Most CPU projects I’ve seen are either recreating some old processor from the early days of the PC revolution, an old arcade video game processor or some “minimist” kind of CPU.  While I’m sure those are all fun, interesting and educational projects, they are all focused on the past.  Kind of like building a brand new Model T automobile.  That’s cool if you want a brand new Model T, but how about designing something new and unique?

Before I outline the basic design I’m looking for, let me give you a little bit of the rational (or lack thereof) for it. First and foremost I believe, and plenty of others have also made the argument, that we are at a point where designing what is best for the machine is less important than designing what is easiest for humans to learn, understand and work with.  As much as possible, let’s keep it simple.  In the early days of computing, resources (memory, interconnects, die area, etc.) were scarce so limiting the size of the data components (instruction\word\byte) also limited the size of the electronic components needed to process that data.  So computers were designed to minimize the size of everything. 

Today that is not as critical and it will continue to become less important in the future.  Likewise the size of a byte has varied over the years with 8 bits being the current de facto standard.  But 8 bits limits us to 256 possible combinations and is an “unnatural” base for humans.  A 10 bit byte allows 1024 possible combinations and is a “natural” unit size for people to work with. Consequently my architecture is based on a 10 bit byte and 100 bit instruction size.  Now that’s something new and unique! 

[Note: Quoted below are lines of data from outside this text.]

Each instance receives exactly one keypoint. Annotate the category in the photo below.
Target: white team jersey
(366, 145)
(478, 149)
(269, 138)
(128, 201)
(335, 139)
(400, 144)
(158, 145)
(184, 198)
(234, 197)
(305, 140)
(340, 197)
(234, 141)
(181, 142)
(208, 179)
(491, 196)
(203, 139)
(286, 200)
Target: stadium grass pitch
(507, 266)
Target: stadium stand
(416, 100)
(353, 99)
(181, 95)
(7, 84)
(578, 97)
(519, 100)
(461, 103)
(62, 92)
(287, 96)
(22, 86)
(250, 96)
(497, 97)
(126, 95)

As many people will immediately note and object, that makes this CPU incompatible!  Yes, you can see that as a downside.  On the other hand, if you stop and think about it, it’s also one of the biggest upsides.  Since it can not run code based on 8 bit bytes, it makes it quite secure.  Compatibility can be achieved by data conversion and virtualization. 

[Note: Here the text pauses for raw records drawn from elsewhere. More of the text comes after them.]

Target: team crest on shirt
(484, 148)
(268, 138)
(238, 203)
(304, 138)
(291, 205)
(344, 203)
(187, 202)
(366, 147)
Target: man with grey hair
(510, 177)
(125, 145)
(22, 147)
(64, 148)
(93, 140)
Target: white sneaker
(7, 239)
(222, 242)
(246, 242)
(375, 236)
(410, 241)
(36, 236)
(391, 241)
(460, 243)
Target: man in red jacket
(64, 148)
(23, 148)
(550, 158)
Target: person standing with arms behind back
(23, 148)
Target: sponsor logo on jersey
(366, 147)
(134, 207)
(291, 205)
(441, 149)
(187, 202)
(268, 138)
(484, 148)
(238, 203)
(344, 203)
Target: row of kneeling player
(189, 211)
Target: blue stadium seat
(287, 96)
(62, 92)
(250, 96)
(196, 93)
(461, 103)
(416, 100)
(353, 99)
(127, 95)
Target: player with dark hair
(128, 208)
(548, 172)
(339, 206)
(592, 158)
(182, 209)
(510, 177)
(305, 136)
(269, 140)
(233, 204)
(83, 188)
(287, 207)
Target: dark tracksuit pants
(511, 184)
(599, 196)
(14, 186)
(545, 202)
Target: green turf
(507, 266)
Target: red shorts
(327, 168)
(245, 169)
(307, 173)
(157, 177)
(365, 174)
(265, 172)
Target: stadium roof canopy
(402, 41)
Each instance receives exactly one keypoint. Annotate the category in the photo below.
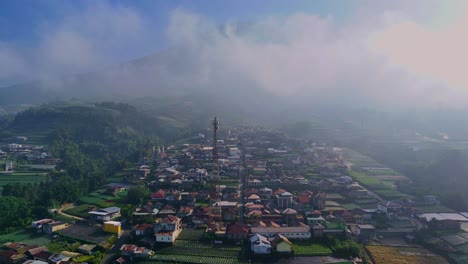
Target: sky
(396, 53)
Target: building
(39, 223)
(284, 200)
(113, 227)
(87, 249)
(363, 232)
(9, 166)
(391, 209)
(52, 227)
(237, 231)
(168, 229)
(260, 244)
(105, 214)
(281, 244)
(290, 232)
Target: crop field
(192, 259)
(309, 249)
(403, 255)
(195, 248)
(435, 209)
(21, 177)
(191, 234)
(93, 234)
(100, 199)
(80, 211)
(25, 237)
(390, 194)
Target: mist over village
(225, 132)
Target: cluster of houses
(32, 254)
(32, 153)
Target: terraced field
(21, 177)
(308, 249)
(394, 255)
(100, 199)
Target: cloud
(86, 40)
(386, 59)
(307, 58)
(439, 54)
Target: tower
(215, 141)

Along with a 100 bit processor and 10 bit bytes, here are some other differences.  Addresses (pointers) are 50 bits.  There are 3 basic data types; Binary, Integers (signed), and Decimal.  Notice there isn’t a Float, we’ll use Decimals instead.  Instead of the common integer sizes (8 bit, 16 bit, 32 bit, 64 bit, etc.), integers (and decimals) are defined by number of bytes (1 to 10 for integers, 1 to 100 for decimals). 

Instead of 2’s compliment integers I use 1’s compliment.  Consequently there is a +0 and -0.  The first Integer bit is the sign bit and is the opposite of the standard integer.  i.e. a 1 = Positive,  0 = Negative.  The reason for making it different is that by using this method integers are naturally in the correct sort order.  i.e. For a 1 byte integer “00000 00000” = -511 and “11111 11111” = +511  (I divide the binary # into two 5 bit portions just for readability). 

Because I’m using 1’s compliment instead of 2’s compliment integers, the integer math unit (ALU) uses a "Complementing Subtractor" because it virtually eliminates a Negative Zero result.  The only way to get a Negative Zero result using a complementing subtractor is if both factors in the equation are Negative Zero.

Decimals consist of 0, 1, 2, 3, 4, 5, 6, 7, 8, 9, X (10), ∞ (infinity) and their negative counterparts, including negative zero.  Decimals will include the actual Decimal Point if there are any decimal positions (like a text representation).  The binary values for decimals start at 00000 00100 for – Infinity and go through 00000 11011 for + Infinity.  The last 5 bits of the binary values for decimals create a 1’s compliment arrangement for negative and positive numbers.  Just like integers, the decimals are naturally in the correct sort order from a binary perspective.  The decimal math unit (DLU) could be either a binary adder\subtractor or use a matrix lookup, whichever is more efficient.  In my software simulator I used a matrix lookup.

The CPU uses a load-store architecture.  I haven’t decided whether to use a Von Neumann or Harvard architecture.  I’m open to suggestions on this, and most other things.

I’d like to keep the instruction Pipeline to a minimum.  A depth of 4 or 5 preferably, although I’m open to suggestions here as well.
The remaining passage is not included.